Review Summary: A run-of-the-mill best-of, with a host of album saving features.
In today’s world, is there really any room for a “best-of” album? The relevance for this type of record feels both antiquated and alien when placed in society’s disposable ethic. In fact, even though music comes in vast amounts these days, and in quick succession, it’s as quickly forgotten about in a lot of cases. So why bother with a compilation that was designed at birth to be a corporate cash-grab for its labels when you can easily listen to something else or go straight for the artist’s “proper” albums? The truth is there isn’t a great deal of incentive to a lot of them. However, in the last 10 or so years, there has been a key perk to picking up a copy of some bands/artists best-of albums, and it tends to be an added bonus disc. While the actual disc you’re buying is about as useful as a coaster for your favourite drink, the additional disc can occasionally hold a surprising amount of depth and replay value. One such example is Rammstein’s 2011 best-of compilation Made In Germany
If you’re a fan of heavy music, the chances of you not knowing who Rammstein are at this point are pretty slim; even if you haven’t actually heard their music, you’ll know the name. Yes, if there was ever a band to celebrate their illustrious career, it’s these guys: 6 albums that hold up to an intimidatingly high standard; spread across two decades, with a near countless amount of stadium shattering singles. Since their hiatus, the band have spent a fair amount of time releasing live albums and this very LP, just for the sake of taking a step back to celebrate and admire it all. The main disc contains the hit numbers from their career, and gives little space for anything other than the best the band can offer. The most obvious thing you’ll notice is Mutter
dominates the biggest piece of the track list – for fairly obvious reasons. However, they try and squeeze as much onto the list as possible: the likes of Rosenrot
take the biggest hits for the team, only getting a track apiece from those albums, while the rest of the songs on here come from their more popular records. As much as I could grumble at the fact Mutter
might get a little bit too much exposure on here, it’s understandable that they’d put a heavy emphasis on, arguably, their most successful album to date; and the track list as a whole represents why these guys are one of the top runners in the game today. There’s also the inclusion of a previously unreleased track, in the form of “Mein Land”, a quick and energetic track which holds all the great hallmarks of the band, and is an excellent addition to the band’s canon.
However, the whole reason any fan of the band should be checking this package out is because of the second disc, which features a trove of remixes from various artists that Rammstein hand-picked to do the job. There’s an eclectic range of artists on here: from Faith No More and Pet Shop Boys to Scooter and Junkie XL, you’ll be taken back by the variety.
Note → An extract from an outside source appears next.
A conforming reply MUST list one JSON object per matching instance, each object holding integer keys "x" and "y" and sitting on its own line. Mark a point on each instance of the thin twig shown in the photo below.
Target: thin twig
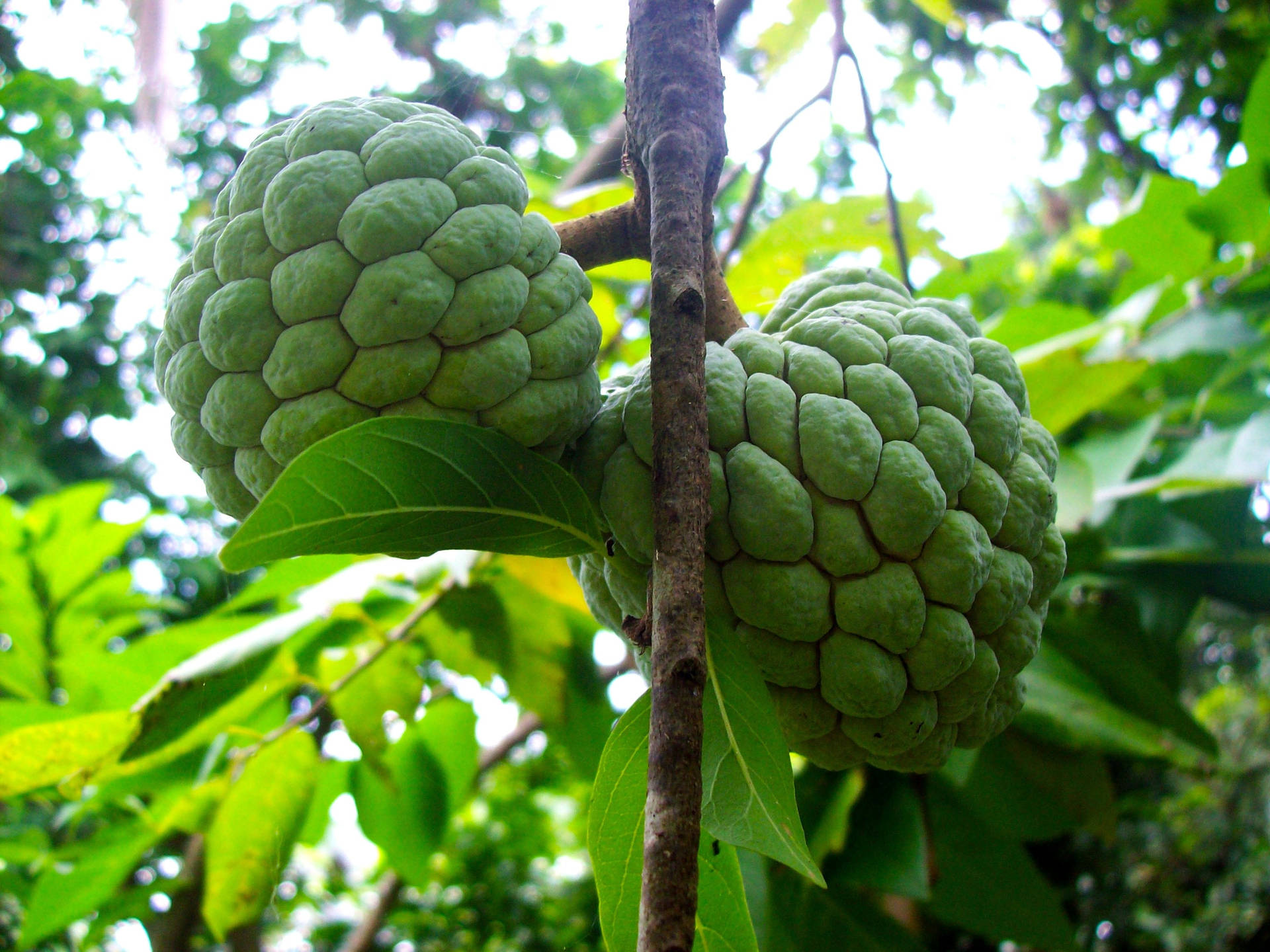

And for the most part, this half of Made in Germany
is well worth the parting cash. Jacob Hellner’s remix of “Du Hast” is an excellently dank rendition of the song, and manages to bring out a different level of industrial coldness to it; while Clawfinger’s Djent-y guitar tones and spastic drum beats stand out, blending a heavier aesthetic with an equal amount of epic-melody in mind, making it one of the finest remixes on here. Hell, even Scooter’s “Pussy” version brings a bigger tongue-in-cheek tone to the track than its original, and is something you can’t help but smile at. Occasionally you’ll stumble across a track that doesn’t do a great deal though: WestBam’s “Links 2-3-4” is a dull slog and suffers from a pretty poor production choice; the same can be said for Sono’s “Mutter” remix, which spends more time trying to saturate the listener in dull ambient electronics, than utilizing the potential of the song. Luckily, these moments are few and far between, with a great selection of takes on some of Rammstein’s finest tunes.
The bottom line is that the standard version of this album is effectively useless, and is only worth checking if you’re one of the few people not to have heard the band by now – to which I’d still highly recommend listening to the proper albums than this. No, if you’re going to check this out, get the 2-disc, or stream the 2-disc version, for the remix side of the album (and the new song from the first disc). It’s here where you’ll find your money’s worth and the most enjoyment. While a couple of the tracks fall a little flat, or don’t offer a decent enough take on the track at hand, the majority of the remixes here are great and are enjoyable pieces to go back to.
EDITIONS: 2-disc CD//1̶-̶d̶i̶s̶c̶ ̶C̶D̶//2̶ ̶C̶D̶+̶3̶-̶D̶V̶D̶ ̶D̶e̶l̶u̶x̶e̶
PACKAGING: 2-disc comes in an 8 panel digi-pak, with a variant of one of the six members to cover the album’s front cover.
SPECIAL EDITION: The ultimate edition of this package contains the standard disc, remix disc and three DVDs, which have making-of and music videos.